The premise of the book is that Da Vinci, as the quintessential Renaissance Man, must of had some unique qualitites - mental, spiritual and physical - that gave him the power to know pretty much everything there was to know about everything in the world. A rather broad, but certainly reasonable premise. The book, additionally, makes the ambitious, but rather inspiring supposition that someone who so effectively combined the thinker and the feeler, the scientist and the artist, can be best understood in a study that is both intellectual and intuitive. Equal credence is given to scientific skepticism and spiritual significance. Carl Jung is frequently evoked. It held some great promise.

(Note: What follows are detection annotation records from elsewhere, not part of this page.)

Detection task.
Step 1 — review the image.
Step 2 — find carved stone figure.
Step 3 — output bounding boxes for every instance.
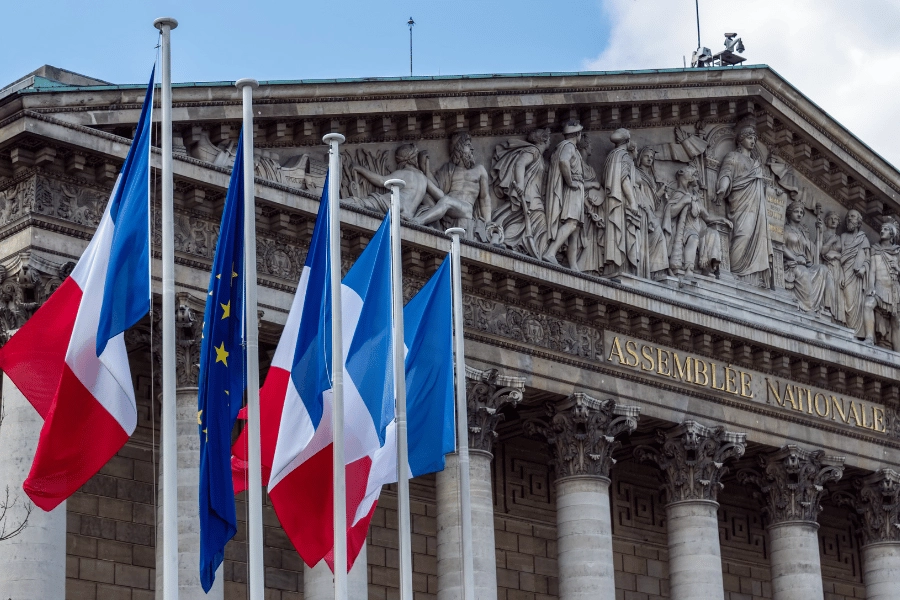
[351,144,444,219]
[491,129,550,258]
[863,221,900,350]
[544,120,584,271]
[413,133,492,239]
[603,129,640,276]
[576,135,605,275]
[664,165,731,278]
[841,209,869,338]
[716,125,772,287]
[634,146,669,277]
[819,210,847,325]
[784,200,837,312]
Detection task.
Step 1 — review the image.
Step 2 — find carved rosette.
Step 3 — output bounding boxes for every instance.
[832,469,900,546]
[634,420,747,503]
[737,444,844,525]
[466,366,525,452]
[523,392,641,479]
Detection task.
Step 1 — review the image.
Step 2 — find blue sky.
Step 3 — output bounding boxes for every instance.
[0,0,609,87]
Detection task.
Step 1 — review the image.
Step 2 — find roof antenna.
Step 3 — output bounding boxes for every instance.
[406,17,416,77]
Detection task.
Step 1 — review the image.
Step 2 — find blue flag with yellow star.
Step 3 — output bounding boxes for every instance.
[197,131,246,592]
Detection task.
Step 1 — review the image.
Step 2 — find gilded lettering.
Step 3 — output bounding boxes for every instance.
[625,340,641,367]
[641,344,656,371]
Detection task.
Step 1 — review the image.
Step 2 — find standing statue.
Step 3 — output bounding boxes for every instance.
[576,135,604,275]
[491,129,550,258]
[350,144,444,220]
[716,125,772,287]
[784,200,837,312]
[864,221,900,350]
[413,133,492,239]
[666,165,731,279]
[544,119,584,271]
[603,129,642,277]
[820,210,847,325]
[634,146,669,277]
[841,209,869,339]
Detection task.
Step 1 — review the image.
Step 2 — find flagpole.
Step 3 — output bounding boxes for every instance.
[153,17,178,600]
[384,179,413,600]
[322,133,347,600]
[445,227,475,600]
[234,79,265,600]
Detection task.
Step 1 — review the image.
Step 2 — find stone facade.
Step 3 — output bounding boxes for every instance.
[0,67,900,600]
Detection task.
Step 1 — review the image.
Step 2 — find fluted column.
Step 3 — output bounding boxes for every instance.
[436,367,525,600]
[738,444,844,600]
[153,293,225,600]
[0,376,66,600]
[523,393,640,600]
[303,544,369,600]
[635,421,746,600]
[834,469,900,600]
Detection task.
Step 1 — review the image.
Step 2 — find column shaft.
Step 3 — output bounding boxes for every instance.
[769,521,824,600]
[556,475,616,600]
[156,387,225,600]
[666,500,725,600]
[437,450,497,600]
[0,377,66,600]
[303,546,369,600]
[862,542,900,600]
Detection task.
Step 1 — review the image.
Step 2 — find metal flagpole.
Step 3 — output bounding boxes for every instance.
[153,17,178,600]
[322,133,347,600]
[234,79,265,600]
[445,227,475,600]
[384,179,413,600]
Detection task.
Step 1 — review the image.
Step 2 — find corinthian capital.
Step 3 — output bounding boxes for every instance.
[833,469,900,546]
[523,393,640,478]
[737,444,844,525]
[466,366,525,452]
[634,421,747,503]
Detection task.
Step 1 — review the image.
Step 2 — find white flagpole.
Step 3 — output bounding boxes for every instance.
[153,17,178,600]
[384,179,413,600]
[322,133,346,600]
[234,79,265,600]
[446,227,475,600]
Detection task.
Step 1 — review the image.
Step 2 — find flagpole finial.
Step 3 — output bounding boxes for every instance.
[153,17,178,31]
[234,77,259,90]
[322,133,347,144]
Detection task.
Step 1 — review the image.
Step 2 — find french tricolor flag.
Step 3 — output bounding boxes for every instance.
[0,69,155,511]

And then, it totally let me down. I love intuition, I do, and I love intellect, really. But, the beauty of Da Vinci is that he could live within the boundaries of both - he could walk what the Buddhists call the Middle Path. This mean accepting strictures as the basis for gaining power. I suppose most people if I talked about my feelings from the book would say that I wanted him to be less intuitive, that I wanted him to substantiate my claims - not so. Actually, when he delved into reason, he did... okay. Intuition was a sham, usually it was an excuse to not have to think, or felt that way. The farther we got in the book, the lazier the writing felt, and the lazier it got, the more it felt like when I was in seventh grade and tried to write essays that 'sounded important' - lots of feeling and no emotion. Substanceless. Intuition does not neccesarily have concreteness, but it has substance, it has to FEEL real, like I would believe it. I felt unconvinced by this book, even embarrased. Even things I DO believe (for instance, the abstract idea of a universal subconcious) felt embarrasing in this book.

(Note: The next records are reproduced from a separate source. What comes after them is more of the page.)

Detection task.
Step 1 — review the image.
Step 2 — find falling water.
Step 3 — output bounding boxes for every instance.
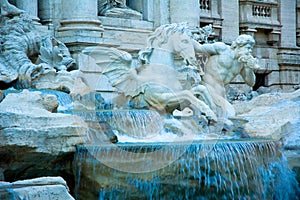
[74,140,299,200]
[97,110,163,137]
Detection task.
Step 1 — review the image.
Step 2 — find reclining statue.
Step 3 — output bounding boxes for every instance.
[0,4,89,93]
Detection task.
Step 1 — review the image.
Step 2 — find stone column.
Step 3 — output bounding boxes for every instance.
[38,0,53,25]
[57,0,103,55]
[170,0,200,28]
[154,0,170,28]
[221,0,239,43]
[279,0,297,48]
[15,0,39,22]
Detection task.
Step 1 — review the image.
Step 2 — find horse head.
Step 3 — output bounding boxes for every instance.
[148,23,202,72]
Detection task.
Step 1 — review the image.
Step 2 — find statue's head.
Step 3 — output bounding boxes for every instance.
[231,34,259,69]
[148,23,199,67]
[231,34,255,49]
[39,37,75,71]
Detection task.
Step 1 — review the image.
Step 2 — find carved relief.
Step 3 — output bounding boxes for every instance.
[98,0,142,20]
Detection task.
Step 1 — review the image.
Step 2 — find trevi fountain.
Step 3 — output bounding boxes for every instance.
[0,0,300,200]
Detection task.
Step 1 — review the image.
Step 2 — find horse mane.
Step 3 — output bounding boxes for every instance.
[147,23,193,48]
[139,23,193,63]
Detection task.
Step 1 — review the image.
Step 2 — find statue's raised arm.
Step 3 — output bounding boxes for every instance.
[194,35,259,119]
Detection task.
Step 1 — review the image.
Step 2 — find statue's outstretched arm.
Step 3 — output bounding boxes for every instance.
[241,67,255,87]
[193,41,227,55]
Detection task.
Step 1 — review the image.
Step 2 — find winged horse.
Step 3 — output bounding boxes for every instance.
[88,24,217,121]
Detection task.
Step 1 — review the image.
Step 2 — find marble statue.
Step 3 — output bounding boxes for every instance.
[0,7,89,94]
[103,24,217,121]
[98,0,142,20]
[195,34,259,117]
[0,0,24,16]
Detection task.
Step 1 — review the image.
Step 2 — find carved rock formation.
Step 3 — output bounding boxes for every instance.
[0,177,74,200]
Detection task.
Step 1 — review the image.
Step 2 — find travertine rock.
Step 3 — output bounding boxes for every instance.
[234,90,300,139]
[0,90,88,154]
[0,177,74,200]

I don't want to demean Mr. Gelb as a person, I think, perhaps, that he believes, more or less what he's saying. I felt like, just maybe, he wanted to write a spiritual manifesto, but had to fit it into a pop-psych opportunistic-because-Da-Vinci-Code-is-huge-right-now schedule, and just took the lazy way out, not trusting himself enough to write somethign that could be great without the benefit of Dan Brown's sales boost. Anyway, bleagh. Yeah. I promise not to say this to him, if I meet him. Unless he asks.
Da Vinci Decoded: Discovering the Spiritual Secrets of Leonardo's Seven Principles
By: Michael J. Gelb
Amazon Price: $10.00


Serena said...

Sounds like an interesting read, but I think I would pass this one by as well.

Christina said...

It definitely comes across when the author doesn't care or is too lazy to put effort into the writing. It's a shame it happened in a self-help book, perhaps they should have self-help books for self-help authors.

BTW, The Last Supper with the peeps just cracks me up.

Trixie said...

I have to say I'm LOL too - that pic of the Peeps at the Last Supper is too funny!

hamilcar barca said...

hmmm. you might want to read Mr. Gelb's first book, How To Think Like Leonardo da Vinci to become a genius; then attain true spiritual enlightenment with this one. HTTLLdV comes with a workbook, and you'll know you're a genius when you do the "Ambiguity Dance". Whatever that is.

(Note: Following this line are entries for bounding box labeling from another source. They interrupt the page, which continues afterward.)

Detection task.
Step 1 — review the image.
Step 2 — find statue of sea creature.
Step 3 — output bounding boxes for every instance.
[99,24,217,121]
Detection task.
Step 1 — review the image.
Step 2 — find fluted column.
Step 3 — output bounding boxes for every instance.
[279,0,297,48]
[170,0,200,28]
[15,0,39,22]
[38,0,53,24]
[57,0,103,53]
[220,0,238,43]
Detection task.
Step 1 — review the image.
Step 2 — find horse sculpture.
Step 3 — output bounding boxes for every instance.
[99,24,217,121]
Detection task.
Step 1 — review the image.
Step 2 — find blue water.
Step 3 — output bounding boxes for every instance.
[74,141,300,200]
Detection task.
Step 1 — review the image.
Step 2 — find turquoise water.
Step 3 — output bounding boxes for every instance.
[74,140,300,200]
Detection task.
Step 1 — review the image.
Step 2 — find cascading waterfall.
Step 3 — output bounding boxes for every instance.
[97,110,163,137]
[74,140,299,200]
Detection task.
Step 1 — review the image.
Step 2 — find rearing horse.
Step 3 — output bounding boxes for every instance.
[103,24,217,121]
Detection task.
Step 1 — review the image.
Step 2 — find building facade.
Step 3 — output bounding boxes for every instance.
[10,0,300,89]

OTOH, there's money to be made in these self-success books. Since Mr. Gelb has dibs on Leonardo, I'm thinking for you, the answer is "How To Think Like Toussaint Louveture". :-)

and i agree with Christina - the Last Supper pic is priceless!

Unknown said...

I think Mr. Gelb probably had enough of a marketing nightmare writing about a purported homosexual who worked for the Borgias. I just don't know that America is ready for a book on how to become a black revolutionary who spent the last part of his life in a dank frozen cell in the Alps. I'll have to wait until someone writes 'The Toussaint Code', then whip it out really quick.

That's the thing about America, we think we want to be original, exciting, different. We complain about postmodern homogeny, about how the political parties are the same, how tv is always the same, how nothing new has happened in art for ages, about how kids lose their personality in school. But, then, we get all icky-yucky over anyone different.